Doçent N. Gamze Toksoy “Fotoğraf Aslında Neyin Belgesi?” adlı makalesinde:
“Modernleşme sürecinde fotoğraf, dönüşen yaşamın kaydını tutmaktan çok daha fazlasını ifade eder. Modern kimliklerin, aidiyetlerin nasıl tanımlanacağı, yaşamın hangi yanlarının görünür kılınacağı ve gelecek kuşakların belleğine nasıl aktarılacağı sorularının yanıtlarını bulacağımız mecralardan biridir.”
Doçent N. Gamze Toksoy’un yukarıda paylaştığım cümlelerini çok kıymetli buluyorum. Bugün neyi çekip belgelediğimiz gelecek için o kadar önemli. Bir fotoğraf dünyayı değiştirebilir mi tartışmaları ışığında değerlendirmelerimizi bir kez daha yapmak zorundayız. Burada geleceğe yönelik yaptığımız şey medeniyetimizi nasıl geliştireceğimizi, nasıl topluluklar olacağımızı, gelecek nesilleri nasıl şekillendirmek istediğimize bugün çektiğimiz sorunların fotoğrafları yön verecek.
Bugün foto muhabirlerin geleceğimizi de şekillendirecek bu fotoğrafları çekmemesi, çektirilmemesi çok çok önemli. Önemi şuradan geliyor. Foto muhabiri bir fotoğrafı çekmeye karar verdiğinde o fotoğraf karesine mümkün olan tüm anlamını yükleyerek çekecektir. O fotoğraflar anlatım itibariyle izleyen kişiyi ilk temas anında etkileyecek ve de o kişi veya kişilerde bir iz bırakacaktır. Diğer bir söyleyişle foto muhabiri yaşananları en öz anlatımıyla çeker ve topluma sunar. Foto muhabirleri bu fotoğrafları çekmez ise ne olur peki? Bu aslında işler biraz daha zorlaşır demek. Biraz daha açmak isterim cümlelerimi.
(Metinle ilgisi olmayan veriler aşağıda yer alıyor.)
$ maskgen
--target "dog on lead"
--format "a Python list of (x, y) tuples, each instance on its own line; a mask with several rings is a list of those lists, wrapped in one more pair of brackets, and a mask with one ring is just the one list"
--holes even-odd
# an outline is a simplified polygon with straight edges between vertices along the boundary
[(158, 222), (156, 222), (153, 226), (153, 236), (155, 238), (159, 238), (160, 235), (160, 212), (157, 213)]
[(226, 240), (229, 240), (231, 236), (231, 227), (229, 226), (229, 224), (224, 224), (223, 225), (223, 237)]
Günümüzde foto muhabirleri fotoğraf çekse de çekmese de dünyada her saniye milyonlarca fotoğraf çekiliyor. Manzara, sokak, portre, olay, mekân, yemek, düğün, savaş, cinayet, spor, ticari, organizasyonlarda, konserlerde, toplantılarda, arkadaşlar arasında, sevgilisine nerede olduğunu kanıtlamak için…her an fotoğraf çekiyor insanlar. Anlamlandırmaya dair sorunumuz da burada başlıyor. Çekine bu fotoğrafla rastgele, düzensiz, sınıflandırılmamış olmaları, hatta bu çekilen fotoğrafların saklanmasını nedeniyle doğan problemler nedeniyle silinmesi gibi şey, bu fotoğrafların kişilerin kendi sosyal medya hesaplarında paylaşılsa da anlamlı paylaşımlar olmaması nedeniyle. Geleceğe dair anlamlı bir iz bırakmaları, sonradan anlamlandırılabilmeleri de çok zahmetli bir süreç.
Yani aslına bakarsanız kocaman bir çöp yığınından farkı yok bu kadar fazla fotoğrafın. Varlığının çok olması işleri daha da zorlaştırıyor. Bu fotoğrafların gelecekte bir işe yarayabilmesi için çekim aşamasından itibaren bilinçli adımlarla ilerleniyor olması gerekmekte. Yoksa gelecek nesiller, bu çöp yığını içinden geçmişi anlamak ve geleceğe yön vermek adına epeyce zorlanacaklar. Bu yönlendirme aşaması içinde daha fazla emek, maddi ve zaman kaynağı ayırmak durumunda kalacaklar.